Q about relativistic mass increase, starship

[ContactLight]

A warning is often given that if one wants to have a spaceship traveling at relativistic speeds (usually to get to another star), the ship's mass increases, making acceleration more difficult. But if it where an antimatter propelled ship, with mass being turned into energy, then wouldn't the mass increase be offset by the increased energy released?

In other words, say you have a best case scenario: it's a positron-electron reaction, producing all gamma rays, which by then we know how to redirect and use, almost 100%, for forward propulsion. So all propellant mass is being turned into energy, almost all of which is being spent on forward propulsion.
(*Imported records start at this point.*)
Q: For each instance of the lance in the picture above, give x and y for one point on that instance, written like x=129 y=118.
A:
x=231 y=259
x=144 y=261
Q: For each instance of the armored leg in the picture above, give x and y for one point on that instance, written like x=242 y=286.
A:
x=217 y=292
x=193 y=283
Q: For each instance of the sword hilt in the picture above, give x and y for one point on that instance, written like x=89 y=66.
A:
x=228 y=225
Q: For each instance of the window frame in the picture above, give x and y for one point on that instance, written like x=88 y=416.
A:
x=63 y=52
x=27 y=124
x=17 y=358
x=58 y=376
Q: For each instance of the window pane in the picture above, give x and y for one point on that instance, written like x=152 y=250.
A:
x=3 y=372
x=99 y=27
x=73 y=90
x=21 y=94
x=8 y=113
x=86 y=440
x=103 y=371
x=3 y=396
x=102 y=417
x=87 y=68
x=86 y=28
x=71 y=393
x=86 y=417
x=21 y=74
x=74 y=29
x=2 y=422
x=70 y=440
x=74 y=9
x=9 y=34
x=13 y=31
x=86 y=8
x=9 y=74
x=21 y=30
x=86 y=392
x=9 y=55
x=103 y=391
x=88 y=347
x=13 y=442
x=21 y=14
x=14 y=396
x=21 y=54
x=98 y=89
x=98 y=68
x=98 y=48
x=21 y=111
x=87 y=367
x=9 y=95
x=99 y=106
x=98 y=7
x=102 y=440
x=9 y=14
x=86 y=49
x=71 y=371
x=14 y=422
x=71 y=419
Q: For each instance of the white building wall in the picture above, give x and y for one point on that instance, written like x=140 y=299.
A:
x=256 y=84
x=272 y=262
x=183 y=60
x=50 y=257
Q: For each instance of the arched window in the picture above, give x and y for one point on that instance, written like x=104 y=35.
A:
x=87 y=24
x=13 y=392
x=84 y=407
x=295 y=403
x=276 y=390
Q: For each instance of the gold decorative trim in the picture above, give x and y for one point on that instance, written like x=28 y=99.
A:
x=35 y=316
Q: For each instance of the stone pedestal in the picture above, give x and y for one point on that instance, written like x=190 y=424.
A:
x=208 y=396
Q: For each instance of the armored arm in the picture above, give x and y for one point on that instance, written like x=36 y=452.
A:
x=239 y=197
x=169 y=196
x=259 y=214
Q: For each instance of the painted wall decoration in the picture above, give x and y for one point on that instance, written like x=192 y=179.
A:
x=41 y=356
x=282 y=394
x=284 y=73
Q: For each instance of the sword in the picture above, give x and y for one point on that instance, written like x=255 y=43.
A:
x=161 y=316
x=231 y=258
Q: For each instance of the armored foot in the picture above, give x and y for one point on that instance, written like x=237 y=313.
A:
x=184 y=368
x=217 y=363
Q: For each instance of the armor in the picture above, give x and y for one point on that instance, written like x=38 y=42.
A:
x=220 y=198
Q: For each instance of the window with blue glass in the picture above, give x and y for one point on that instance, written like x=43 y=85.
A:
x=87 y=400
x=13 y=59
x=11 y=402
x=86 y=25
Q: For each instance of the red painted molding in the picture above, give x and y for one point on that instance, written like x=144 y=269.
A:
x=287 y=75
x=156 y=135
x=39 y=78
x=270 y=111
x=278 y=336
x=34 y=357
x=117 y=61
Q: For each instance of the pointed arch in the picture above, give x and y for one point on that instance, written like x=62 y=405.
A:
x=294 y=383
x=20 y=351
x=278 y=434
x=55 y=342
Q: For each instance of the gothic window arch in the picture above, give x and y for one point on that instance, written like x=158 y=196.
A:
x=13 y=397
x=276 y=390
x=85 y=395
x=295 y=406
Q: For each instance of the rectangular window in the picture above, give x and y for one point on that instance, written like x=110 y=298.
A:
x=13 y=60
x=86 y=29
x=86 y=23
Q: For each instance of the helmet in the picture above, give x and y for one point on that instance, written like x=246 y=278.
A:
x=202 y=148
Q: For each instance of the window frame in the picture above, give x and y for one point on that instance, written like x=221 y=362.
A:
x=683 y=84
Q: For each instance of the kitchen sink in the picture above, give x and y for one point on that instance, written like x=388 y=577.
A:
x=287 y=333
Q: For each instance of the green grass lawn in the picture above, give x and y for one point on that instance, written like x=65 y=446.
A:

Isn't the propellant mass increasing, along with the whole ship's mass, and so the ratio of ship's mass to energy being released in the "combustion chamber" always the same?

 

[pervect]

No. The easiest way to see this is to not even use the concept of "relativistic mass". For detailed calculations, see for instance

http://math.ucr.edu/home/baez/physics/Relativity/SR/rocket.html

 

[Entropia]

This is a very interesting question and one that has been debated among physicists and engineers for quite some time. The concept of relativistic mass increase is a fundamental principle in Einstein's theory of relativity, which states that as an object's velocity approaches the speed of light, its mass increases. This increase in mass results in a higher amount of energy required to accelerate the object, making it more difficult to reach relativistic speeds.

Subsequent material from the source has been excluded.